Gott, sie musste schneller sein, sie musste hier weg, weit weg, so schnell es ging. Wenn er erst ihre Spur aufnahm, würde er sie verfolgen wie ein Bluthund. Sie lief und lief, und immer deutlicher konnte sie vor sich jetzt das Wasser des Sees erkennen.
1
Sandra bereitete alles vor. Es war später Abend. Sie hatte gegessen, ein wenig ferngesehen und dazu eine Flasche Wein getrunken. Der Alkohol hatte sie träge und müde werden lassen, sie würde schnell einschlafen, wenn sie sich jetzt auf die Couch legte.
Vor dem Wohnzimmerfenster strich ein starker, böiger Wind vorbei, und hin und wieder blieben einzelne Laubblätter an der nassen Scheibe haften. Sie stellte den benutzten Teller und das Weinglas in die Spüle. Abwaschen brauchte sie beides nicht mehr. Das war nun egal. Sie löschte das Licht in der offenen Küche, drehte alle vier Gasleitungen am Herd auf und legte sich auf die Couch. Sie hörte das Zischen des Gases und den Wind und die Blätter vor dem Fenster. Jetzt würde sie schlafen. Sie würde einschlafen, wie sie es schon tausende Male getan hatte, und was dann kam, würde eine Überraschung sein. Sie hatte keine Ahnung, keine Vorstellung von dem, was sie erwartete. Sie würde einen fremden Raum betreten in einem Haus, in dem sie noch nie gewesen war, in einem unbekannten Land, in einer unbekannten Welt. Sie hoffte nur, dass es dort besser war als hier.
Sie hatte sich alles genau überlegt. Ihre Zeit auf der Insel bei Nils war so etwas wie ein Hinweis gewesen, ein Zeichen, das sie für sich gedeutet hatte. Er hatte sie nicht gewollt. Niemand wollte sie, weil sie niemanden wollte. So war sie einfach. Es war keine Schüchternheit, es war ein genereller Rückzug von den Menschen. Menschen waren ihr unheimlich. Vielleicht war das ein Paradoxon für sie als Kommissarin, vielleicht aber auch nicht. Sie war einfach nicht geschaffen für ein Leben unter Menschen. Und wo sollte sie sonst hin? In die Wildnis? Australien? Kanada? Nepal? Wo war ihr Platz? Sie wusste es nicht und glaubte auch nicht mehr daran, dass er sich irgendwo hier auf der Erde befand. Warum das so war, hatte sie sich eine Million Mal gefragt. Ebenso wie sie sich gefragt hatte, warum sie keinen Kontakt aufnehmen konnte zu dieser Welt. Was hemmte sie? Ihre kranke Mutter? Ihre Kindheit, an die sie sich kaum erinnern konnte? Zu viele Fragen, auf die sie keine Antworten hatte.

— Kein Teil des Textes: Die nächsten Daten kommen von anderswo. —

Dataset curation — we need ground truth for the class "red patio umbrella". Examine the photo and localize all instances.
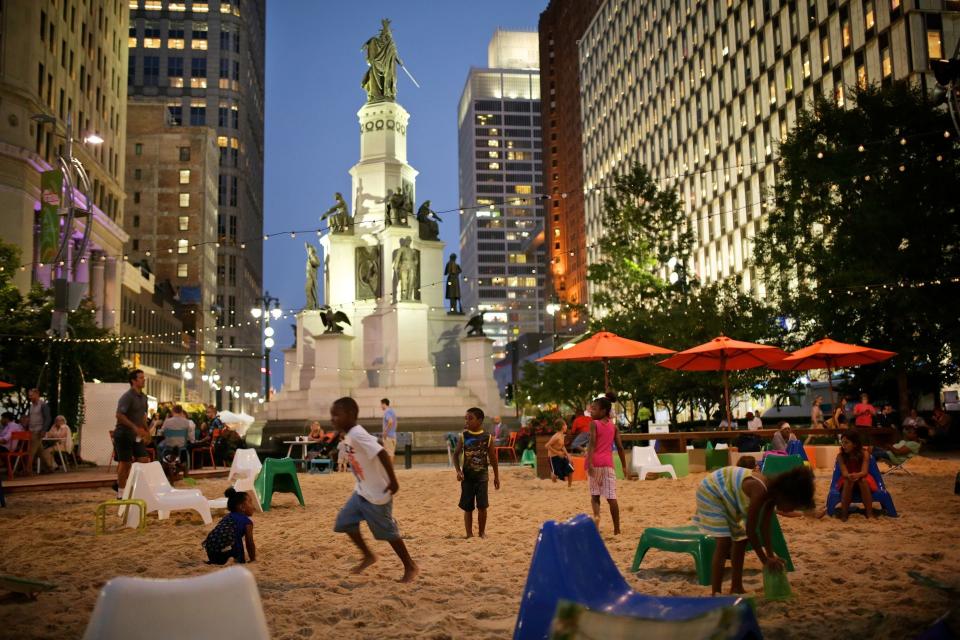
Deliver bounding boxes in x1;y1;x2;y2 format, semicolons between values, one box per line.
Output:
537;331;674;391
657;336;787;428
770;338;897;405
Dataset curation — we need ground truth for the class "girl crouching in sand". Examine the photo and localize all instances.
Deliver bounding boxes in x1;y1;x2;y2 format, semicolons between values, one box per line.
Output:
693;467;813;595
203;487;257;564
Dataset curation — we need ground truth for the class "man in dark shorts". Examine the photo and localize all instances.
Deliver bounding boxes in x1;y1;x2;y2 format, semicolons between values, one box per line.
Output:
113;369;150;496
453;407;500;538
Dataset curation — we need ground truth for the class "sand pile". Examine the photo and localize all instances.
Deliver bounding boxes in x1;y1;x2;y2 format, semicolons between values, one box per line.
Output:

Schschschschsch. Das Gas strömte weiter in die Luft hinein. Wenn sie eingeschlafen war, würde der Raum gefüllt sein. Dann begann ihre Reise. Sie war niemandem böse, sie war mit sich im Reinen. Es konnte losgehen. Sie dachte an Amrum, an Inseln und daran, dass auch sie eine war. Sie dachte an Wasser, die Brandung und die Ebbe, und dann schlief sie ein.
Um dreiundzwanzig Uhr fünfundfünfzig schaltete sich die Zeitschaltuhr für die beiden Stehlampen im Wohnzimmer ein und verursachte einen Funken in der Zehnersteckdose unter der Heizung. Das Gas aus dem Herd entzündete sich und explodierte in einer großen Verpuffung, die die Fenster bersten und das Glas auf die Straße regnen ließen.
Sieben Minuten später erreichten die Feuerwehr und ein Krankenwagen die Wohnung. Ein Nachbar hatte sie gerufen.
Die Tür wurde aufgebrochen, zwei Brandherde gelöscht, und man fand den leblosen Körper von Sandra Keller auf der Couch. Der Notarzt leitete sofort Maßnahmen ein, um sie zu reanimieren, und dreißig Sekunden später begann Sandra wieder zu atmen.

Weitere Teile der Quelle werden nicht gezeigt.